#6
ケコサシス・
三付家のすぐ近くで事故のような揉み合いをした夜風繋と猪皮蒼は、気絶状態から立ち直るや否や比良人の部屋へと押し入った。
比良人は当然警戒しながらも、ここで拒絶して問題解決を先延ばしにする方が良くないと判断し招き入れたのだが、
「「「「…………」」」」
部屋を支配するのは四人分の沈黙。
夜風繋は威嚇するように比良人を睨み、猪皮蒼は困り顔で状況を窺っている。エミは相変わらずの人見知りを発揮してか、自分は関係ないとばかりに部屋の隅をじっと見つめ、時折手癖のように比良人の背中を小突いていた。
比良人も、誰に、何から問いただすべきかと言葉を選びかねている。
先ほどの行動に加え、その吊り上がるまなじりを見れば、夜風繋が自分に対して敵意、というより殺意を向けているのは間違いない。感情的なようだし、話が通じない場合もある。
ならばそんな彼女の凶行を止めようとしていた猪皮蒼に質問するべきだろうか。恐らく夜風繋の事情も知っていそうだし、今ならいつものように言い逃れもするまい。
それにエミは、比良人以外がいるとよそよそしく、話題を振っても微妙な反応しか返してこないため期待が出来ない。
そうして事情を聞く優先順位を決めた比良人は、ようやくに口を開く。
「蒼、まず——」
と、意を決して切り出した直後、
——ピンポーン。
家中に来客を知らせるチャイムが鳴り響いた。
そのボタンを誰が押したのか、比良人の頭になんとなく顔が浮かぶ。
そして部屋の戸を開いたのは、予想通りの人物だった。
「お母様とバッタリお会いしたので入れさせてもらいましたわ。他にもお客様がいるようですけれど……」
現れたのは咲だ。
比良人を取り囲む謎の一因。こうして全員が揃ったわけだ。
咲の髪型は暴露された時のままで、猪皮蒼はその変貌ぶりに若干驚いている。
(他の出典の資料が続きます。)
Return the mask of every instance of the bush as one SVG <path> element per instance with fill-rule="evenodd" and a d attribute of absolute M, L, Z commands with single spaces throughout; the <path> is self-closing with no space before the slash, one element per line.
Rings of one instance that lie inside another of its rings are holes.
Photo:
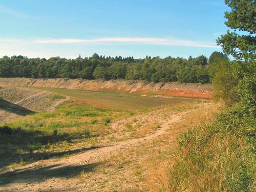
<path fill-rule="evenodd" d="M 256 120 L 240 109 L 181 135 L 170 191 L 255 191 Z"/>

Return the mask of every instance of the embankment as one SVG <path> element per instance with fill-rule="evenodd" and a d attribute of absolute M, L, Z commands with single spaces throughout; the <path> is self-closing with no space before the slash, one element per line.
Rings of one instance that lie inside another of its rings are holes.
<path fill-rule="evenodd" d="M 66 78 L 0 78 L 0 86 L 1 85 L 66 88 L 202 98 L 211 98 L 214 92 L 212 86 L 208 84 L 184 83 L 177 82 L 155 83 L 120 79 L 104 80 Z"/>

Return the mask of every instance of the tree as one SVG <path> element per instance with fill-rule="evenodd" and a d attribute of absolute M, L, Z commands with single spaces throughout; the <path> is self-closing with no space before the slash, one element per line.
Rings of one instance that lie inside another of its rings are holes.
<path fill-rule="evenodd" d="M 238 91 L 242 106 L 256 116 L 256 2 L 226 0 L 231 10 L 225 22 L 232 31 L 217 40 L 223 51 L 233 56 L 241 66 L 238 70 Z"/>
<path fill-rule="evenodd" d="M 256 58 L 256 2 L 254 0 L 226 0 L 231 11 L 225 13 L 225 24 L 229 30 L 217 40 L 225 53 L 239 60 Z M 242 31 L 243 33 L 238 33 Z"/>

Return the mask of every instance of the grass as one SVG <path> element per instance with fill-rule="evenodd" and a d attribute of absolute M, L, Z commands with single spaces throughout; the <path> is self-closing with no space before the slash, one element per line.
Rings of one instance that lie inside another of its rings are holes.
<path fill-rule="evenodd" d="M 256 191 L 256 121 L 237 109 L 183 132 L 168 191 Z"/>
<path fill-rule="evenodd" d="M 64 89 L 41 89 L 55 92 L 48 96 L 51 99 L 60 99 L 65 96 L 72 97 L 54 112 L 37 113 L 0 124 L 0 127 L 7 126 L 13 131 L 11 134 L 0 134 L 0 168 L 80 153 L 97 145 L 105 135 L 116 132 L 111 126 L 113 121 L 168 106 L 163 104 L 184 105 L 184 102 L 193 101 Z M 179 107 L 174 108 L 179 110 Z M 132 123 L 141 121 L 132 117 Z M 133 132 L 127 138 L 143 137 L 141 133 L 135 133 L 141 132 L 139 127 L 130 130 Z M 143 134 L 146 133 L 144 131 Z M 120 139 L 113 135 L 109 140 Z"/>
<path fill-rule="evenodd" d="M 129 94 L 113 93 L 67 89 L 33 88 L 49 91 L 62 95 L 69 96 L 78 99 L 86 100 L 88 104 L 97 105 L 100 108 L 118 110 L 135 110 L 146 109 L 148 108 L 163 104 L 177 104 L 182 102 L 193 102 L 189 98 L 161 98 L 138 96 Z"/>

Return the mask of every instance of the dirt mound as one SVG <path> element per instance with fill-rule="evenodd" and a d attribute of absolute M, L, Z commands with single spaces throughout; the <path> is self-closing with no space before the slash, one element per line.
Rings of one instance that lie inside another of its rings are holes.
<path fill-rule="evenodd" d="M 19 116 L 53 111 L 68 98 L 26 88 L 3 87 L 0 89 L 0 120 L 10 121 Z"/>
<path fill-rule="evenodd" d="M 193 98 L 211 98 L 211 85 L 201 83 L 182 83 L 177 82 L 145 82 L 140 80 L 81 79 L 29 79 L 1 78 L 0 86 L 18 86 L 55 88 L 66 88 L 89 91 L 101 91 L 137 94 L 162 95 Z"/>

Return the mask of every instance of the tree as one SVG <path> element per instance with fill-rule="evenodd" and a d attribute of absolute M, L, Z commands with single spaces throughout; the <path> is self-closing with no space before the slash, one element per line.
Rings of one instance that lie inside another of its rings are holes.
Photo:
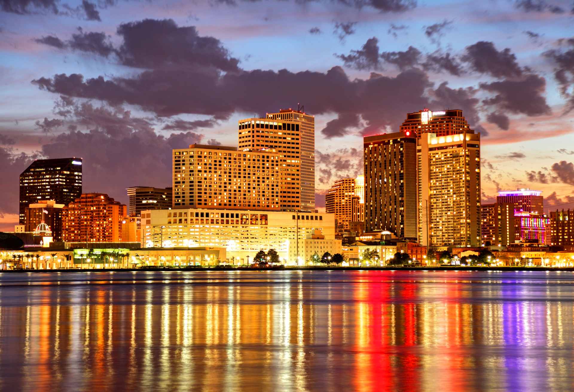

咲は隠していたというのにも関わらず、人の目を気にした風はなく、他よりも慣れた様子で比良人の部屋へと踏み入った。
そして、今も我関せずと顔を逸らしているエミを視界に捉える。
「……ああ、この方がですか」
何かを知っているように呟く。対するエミは反射的に視線を返したが、すぐにまた部屋の隅へと逃がした。
皆が円になって絨毯の上に座る中、咲は自分の座席を一段高いベッドに決定する。
高所からそれぞれを見下ろすと、彼女は言い放った。
「それでは、話し合いが必要みたいですわね」
これからするのは解決ではなく、問題提示である。